Naar boven ↑

Rechtspraak

Uitspraakdatum

30-01-2015

ECLI

ECLI:NL:TAHVD:2015:33

Zaaknummer

7157

Inhoudsindicatie

Verwijt over inadequate bijstand in een strafzaak ongegrond. Verzoek van klager was verweerster niet bekend, waardoor enige vertraging optrad, maar waardoor door klaagster geen nadeel is ondervonden.

Uitspraak

                                   

Beslissing van 30 januari 2015

in de zaak 7157

naar aanleiding van het hoger beroep van:

klaagster

tegen:

verweerster

1    HET GEDING IN EERSTE AANLEG

Het hof verwijst naar de beslissing van de Raad van Discipline in het ressort

’s-Hertogenbosch (verder: de raad) van 14 april 2014, onder nummer L 340-2013, aan partijen toegezonden op 15 april 2014, waarbij van een klacht van klaagster tegen verweerster het verzet tegen de beslissing van de voorzitter gegrond is verklaard en de klacht ongegrond.

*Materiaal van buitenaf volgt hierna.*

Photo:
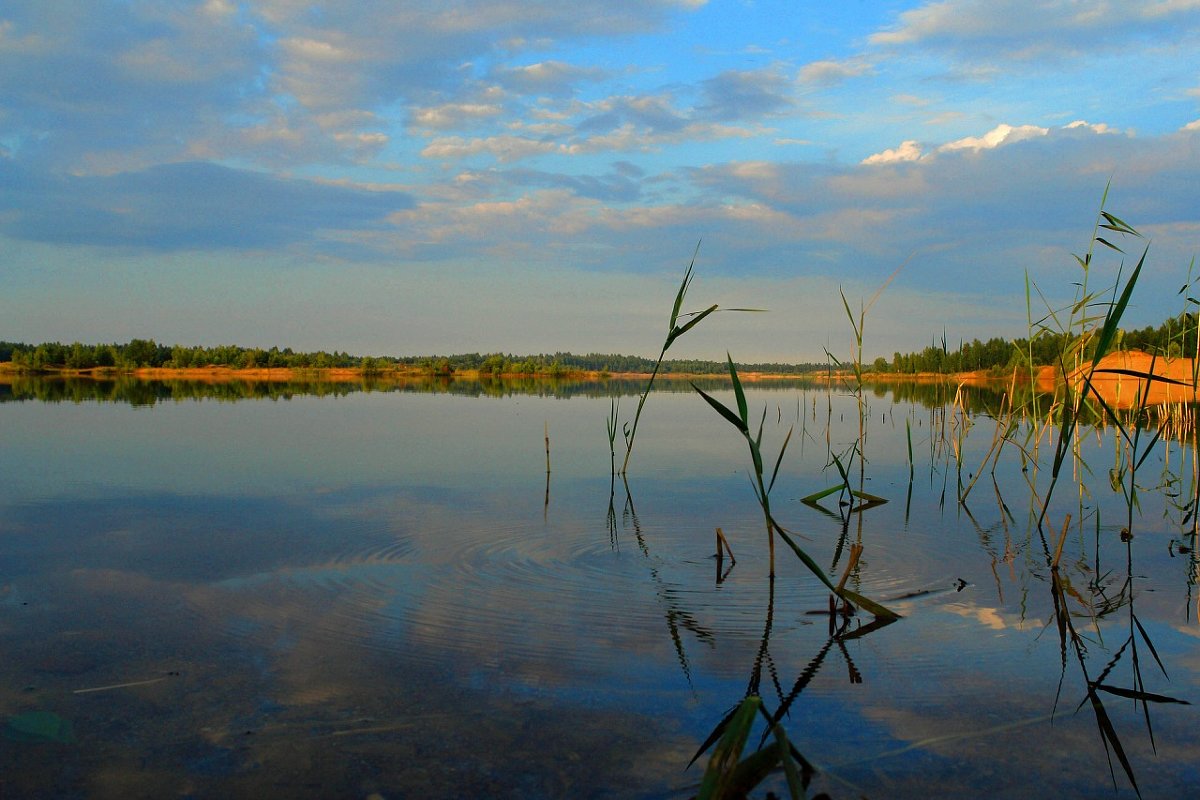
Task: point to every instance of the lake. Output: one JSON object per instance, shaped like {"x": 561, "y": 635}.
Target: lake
{"x": 378, "y": 591}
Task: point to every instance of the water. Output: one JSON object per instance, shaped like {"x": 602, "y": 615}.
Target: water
{"x": 382, "y": 594}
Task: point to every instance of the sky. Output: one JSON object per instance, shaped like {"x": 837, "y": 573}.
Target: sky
{"x": 394, "y": 178}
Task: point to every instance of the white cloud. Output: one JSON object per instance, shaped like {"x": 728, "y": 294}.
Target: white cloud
{"x": 999, "y": 136}
{"x": 909, "y": 150}
{"x": 829, "y": 72}
{"x": 503, "y": 148}
{"x": 454, "y": 114}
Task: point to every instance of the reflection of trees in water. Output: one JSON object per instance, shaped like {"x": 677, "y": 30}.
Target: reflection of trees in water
{"x": 137, "y": 391}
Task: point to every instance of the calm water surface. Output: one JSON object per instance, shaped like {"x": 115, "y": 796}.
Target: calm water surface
{"x": 382, "y": 594}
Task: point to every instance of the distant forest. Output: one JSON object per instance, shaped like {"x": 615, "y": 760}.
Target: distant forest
{"x": 1176, "y": 336}
{"x": 147, "y": 353}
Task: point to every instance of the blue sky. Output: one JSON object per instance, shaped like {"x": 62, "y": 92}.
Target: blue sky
{"x": 415, "y": 178}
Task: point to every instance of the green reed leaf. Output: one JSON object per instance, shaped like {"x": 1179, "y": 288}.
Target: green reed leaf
{"x": 719, "y": 776}
{"x": 723, "y": 410}
{"x": 1113, "y": 319}
{"x": 739, "y": 394}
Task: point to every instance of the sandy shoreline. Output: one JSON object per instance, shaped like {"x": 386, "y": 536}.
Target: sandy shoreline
{"x": 1113, "y": 378}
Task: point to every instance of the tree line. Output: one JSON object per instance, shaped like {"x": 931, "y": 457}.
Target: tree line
{"x": 1171, "y": 338}
{"x": 147, "y": 353}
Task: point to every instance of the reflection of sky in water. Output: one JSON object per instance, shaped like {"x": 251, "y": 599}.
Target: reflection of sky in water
{"x": 378, "y": 579}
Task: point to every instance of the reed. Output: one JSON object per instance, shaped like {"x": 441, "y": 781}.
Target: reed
{"x": 762, "y": 487}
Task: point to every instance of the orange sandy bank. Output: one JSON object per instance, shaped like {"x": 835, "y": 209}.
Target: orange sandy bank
{"x": 1117, "y": 379}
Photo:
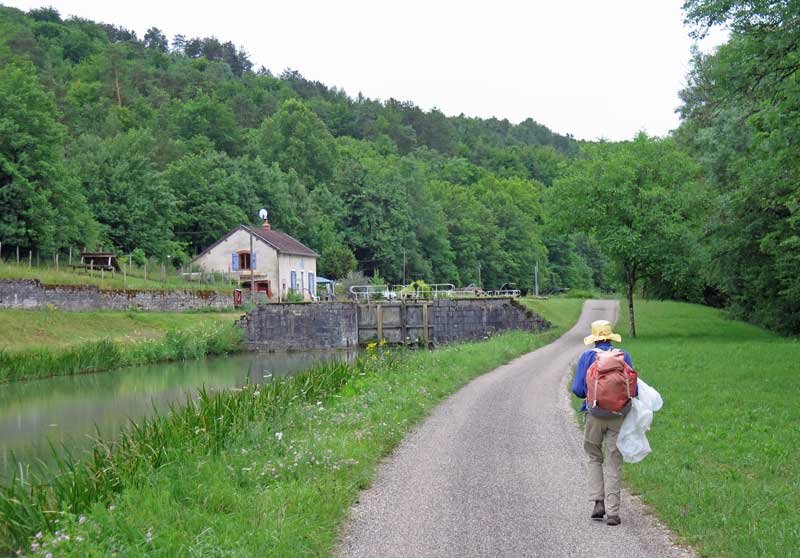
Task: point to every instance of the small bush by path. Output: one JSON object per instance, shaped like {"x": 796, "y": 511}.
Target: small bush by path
{"x": 725, "y": 467}
{"x": 266, "y": 471}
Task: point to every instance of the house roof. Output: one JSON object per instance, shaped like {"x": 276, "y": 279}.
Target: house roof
{"x": 281, "y": 241}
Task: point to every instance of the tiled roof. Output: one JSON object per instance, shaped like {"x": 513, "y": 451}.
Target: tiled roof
{"x": 282, "y": 242}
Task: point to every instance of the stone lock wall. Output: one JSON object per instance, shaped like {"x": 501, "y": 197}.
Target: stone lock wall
{"x": 31, "y": 294}
{"x": 287, "y": 327}
{"x": 276, "y": 327}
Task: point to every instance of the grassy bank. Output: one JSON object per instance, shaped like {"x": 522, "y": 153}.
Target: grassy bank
{"x": 50, "y": 343}
{"x": 266, "y": 471}
{"x": 725, "y": 467}
{"x": 133, "y": 279}
{"x": 60, "y": 329}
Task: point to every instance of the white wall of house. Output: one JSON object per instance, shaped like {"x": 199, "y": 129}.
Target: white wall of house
{"x": 302, "y": 266}
{"x": 219, "y": 259}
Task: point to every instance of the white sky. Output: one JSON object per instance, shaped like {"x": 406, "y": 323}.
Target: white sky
{"x": 595, "y": 69}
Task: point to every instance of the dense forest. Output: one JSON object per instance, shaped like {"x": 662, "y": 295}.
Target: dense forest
{"x": 157, "y": 146}
{"x": 114, "y": 141}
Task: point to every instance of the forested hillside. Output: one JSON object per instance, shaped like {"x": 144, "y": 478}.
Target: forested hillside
{"x": 158, "y": 146}
{"x": 115, "y": 141}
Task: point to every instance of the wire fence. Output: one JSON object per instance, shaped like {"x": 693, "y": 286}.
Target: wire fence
{"x": 71, "y": 266}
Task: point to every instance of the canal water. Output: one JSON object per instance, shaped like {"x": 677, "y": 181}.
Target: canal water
{"x": 69, "y": 411}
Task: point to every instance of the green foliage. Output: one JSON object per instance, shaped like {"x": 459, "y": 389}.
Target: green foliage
{"x": 740, "y": 119}
{"x": 134, "y": 143}
{"x": 725, "y": 439}
{"x": 41, "y": 205}
{"x": 638, "y": 200}
{"x": 138, "y": 257}
{"x": 213, "y": 338}
{"x": 194, "y": 476}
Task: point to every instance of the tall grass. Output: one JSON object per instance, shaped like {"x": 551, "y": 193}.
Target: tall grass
{"x": 268, "y": 470}
{"x": 133, "y": 279}
{"x": 210, "y": 339}
{"x": 39, "y": 498}
{"x": 725, "y": 467}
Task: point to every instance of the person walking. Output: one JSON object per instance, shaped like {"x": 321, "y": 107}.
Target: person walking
{"x": 606, "y": 381}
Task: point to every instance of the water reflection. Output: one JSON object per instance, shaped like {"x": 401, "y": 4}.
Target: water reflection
{"x": 69, "y": 411}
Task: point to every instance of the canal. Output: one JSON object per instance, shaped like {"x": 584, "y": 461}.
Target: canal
{"x": 69, "y": 411}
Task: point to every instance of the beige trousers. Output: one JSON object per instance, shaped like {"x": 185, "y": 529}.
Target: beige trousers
{"x": 600, "y": 431}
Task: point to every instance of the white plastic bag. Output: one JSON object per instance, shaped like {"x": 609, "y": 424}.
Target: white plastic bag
{"x": 632, "y": 439}
{"x": 649, "y": 396}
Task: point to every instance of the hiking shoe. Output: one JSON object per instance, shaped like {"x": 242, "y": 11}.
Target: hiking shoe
{"x": 599, "y": 510}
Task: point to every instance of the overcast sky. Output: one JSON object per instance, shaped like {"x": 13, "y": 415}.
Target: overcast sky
{"x": 593, "y": 69}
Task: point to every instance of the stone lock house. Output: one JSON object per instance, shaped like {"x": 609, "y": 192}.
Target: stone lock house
{"x": 278, "y": 264}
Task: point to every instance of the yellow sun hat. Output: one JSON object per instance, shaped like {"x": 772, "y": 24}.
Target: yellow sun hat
{"x": 601, "y": 331}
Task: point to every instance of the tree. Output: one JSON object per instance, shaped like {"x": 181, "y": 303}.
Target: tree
{"x": 42, "y": 207}
{"x": 126, "y": 191}
{"x": 740, "y": 119}
{"x": 156, "y": 40}
{"x": 296, "y": 138}
{"x": 636, "y": 198}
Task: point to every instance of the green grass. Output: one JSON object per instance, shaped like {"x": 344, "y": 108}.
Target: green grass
{"x": 265, "y": 471}
{"x": 59, "y": 329}
{"x": 135, "y": 278}
{"x": 212, "y": 338}
{"x": 725, "y": 468}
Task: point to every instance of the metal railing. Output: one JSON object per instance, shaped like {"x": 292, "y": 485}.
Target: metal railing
{"x": 366, "y": 293}
{"x": 401, "y": 292}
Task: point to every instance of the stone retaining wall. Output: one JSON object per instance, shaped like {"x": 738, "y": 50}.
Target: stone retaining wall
{"x": 282, "y": 327}
{"x": 276, "y": 327}
{"x": 31, "y": 294}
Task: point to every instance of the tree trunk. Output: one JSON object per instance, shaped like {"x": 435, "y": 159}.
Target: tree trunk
{"x": 630, "y": 277}
{"x": 116, "y": 84}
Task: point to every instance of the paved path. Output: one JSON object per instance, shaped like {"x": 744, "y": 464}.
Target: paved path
{"x": 498, "y": 471}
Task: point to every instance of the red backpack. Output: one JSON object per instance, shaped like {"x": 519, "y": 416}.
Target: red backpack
{"x": 610, "y": 384}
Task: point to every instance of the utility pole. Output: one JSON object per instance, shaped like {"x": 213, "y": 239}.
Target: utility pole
{"x": 252, "y": 286}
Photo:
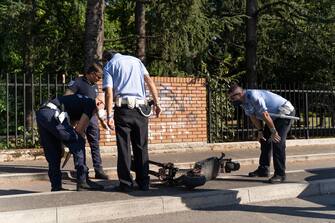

De beslissing is gepubliceerd op tuchtrecht.nl als ECLI:NL:TADRSHE:2014:101.

2    HET GEDING IN HOGER BEROEP

2.1    De memorie waarbij klaagster van deze beslissing in hoger beroep is gekomen, is op 15 mei 2014 ter griffie van het hof ontvangen.

2.2    Het hof heeft voorts kennis genomen van:

-    de stukken van de eerste aanleg;

-    brief van klaagster aan het hof d.d. 25 mei 2014;

-    brief van klaagster aan het hof d.d. 1 september 2014;

-    brief van klaagster aan het hof d.d. 23 september 2014;

-    brief van klaagster aan het hof d.d. 4 november 2014;

-    brief van klaagster aan het hof d.d. 29 september 2014.

2.3    Het hof heeft de zaak mondeling behandeld ter openbare zitting van 1 december 2014, waar klaagster en verweerster zijn verschenen. Klaagster heeft gepleit aan de hand van een pleitnota.

3    KLACHT

3.1    De klacht houdt, zakelijk weergegeven, in dat verweerder tuchtrechtelijk verwijtbaar heeft gehandeld als bedoeld in artikel 46 Advocatenwet doordat verweerder klaagster niet in de gelegenheid heeft gesteld de geluidopnames van de politieverhoren van klaagster te beluisteren.

4    FEITEN

    In overweging 2 heeft de raad vastgesteld van welke feiten in deze procedure wordt uitgegaan. De door de raad vastgestelde feiten, welke niet zijn betwist, vormen ook in hoger beroep het uitgangspunt.

5    BEOORDELING

5.1    Het onderzoek in hoger beroep heeft niet geleid tot andere beschouwingen en gevolgtrekkingen dan die vervat in de beslissing van de raad, waarmee het hof zich verenigt.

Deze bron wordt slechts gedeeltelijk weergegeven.